- The Washington Times - Sunday, December 6, 2009

President Obama’s speech to Democratic senators on Sunday may have unintentionally brought about what a top Democrat called the first bipartisan breakthrough in the health debate as Democrats briefly handed over power of the Senate to Republicans.

It was merely a procedural agreement, but in a debate that’s been fiercely partisan, even the wonky victories are noteworthy.

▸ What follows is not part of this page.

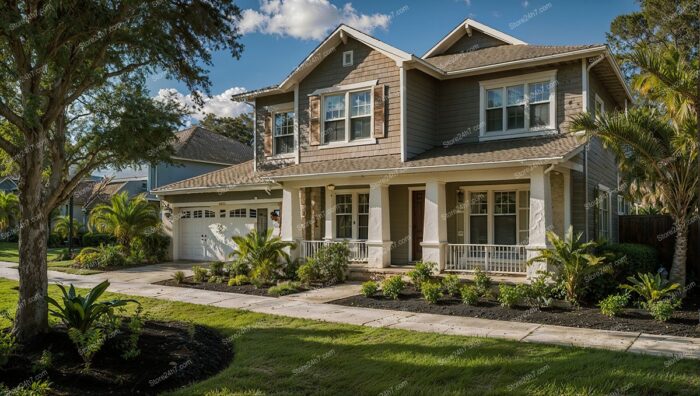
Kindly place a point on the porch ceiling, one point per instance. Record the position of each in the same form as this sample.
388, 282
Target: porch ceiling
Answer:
511, 152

As all Democrats met with Mr. Obama on Sunday afternoon, there was no one available to preside over the Senate. The presiding officer, always a member of the majority, allows lawmakers to speak and ensures they follow the Senate’s procedural rules. Typically, when Democrats break for meetings, Republicans meet also, so the Senate goes into a short recess. But since Republicans weren’t invited to the meeting, they wanted to continue speaking on the floor.

Giving the other party control of the floor rarely happens, and technically it would give Republicans the power to throw out the health bill. There would have been no Democratic senator on the floor to object and stop it.

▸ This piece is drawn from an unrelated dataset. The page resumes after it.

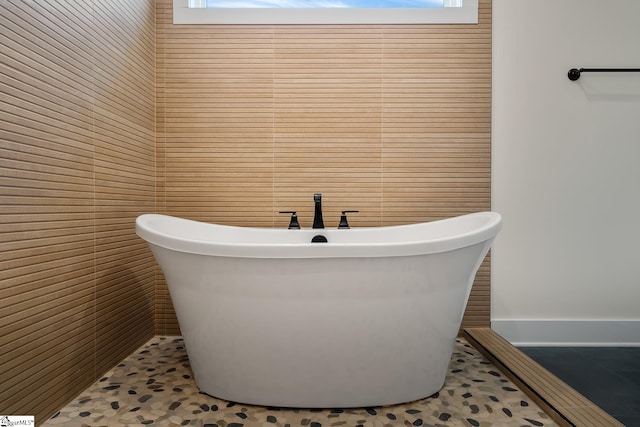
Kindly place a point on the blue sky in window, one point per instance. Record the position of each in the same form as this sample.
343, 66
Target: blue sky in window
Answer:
324, 3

Related TWT article: Obama gives Senate Dems a health-care pep talk

“I hope that’s kind of a breakthrough here,” Majority Leader Harry Reid, Nevada Democrat, said on the Senate floor. “We’ve got to start trusting each other. It’s rarely done.”

But top Republicans and Democrats made a gentleman’s agreement ahead of time that there wouldn’t be any trickery. In a chamber that touts itself as collegial even when facing ideological divisions as deep as the health debate, the odds of Republicans pulling any real shenanigans, in all practicality, was slim.

“I have no concern about any untoward action taken,” Mr. Reid said on the Senate floor. “In a situation like that, I have no problem. I trust implicitly [Senate Minority Leader Mitch] McConnell [and Minority Whip Jon] Kyl.”

Mr. McConnell, Kentucky Republican, said Republicans wouldn’t have had anything constructive to do if the Senate wasn’t open.

“So I suggested to the majority leader that we be allowed to speak, and we worked that out on our first bipartisan moment on this bill as he indicated,” he said.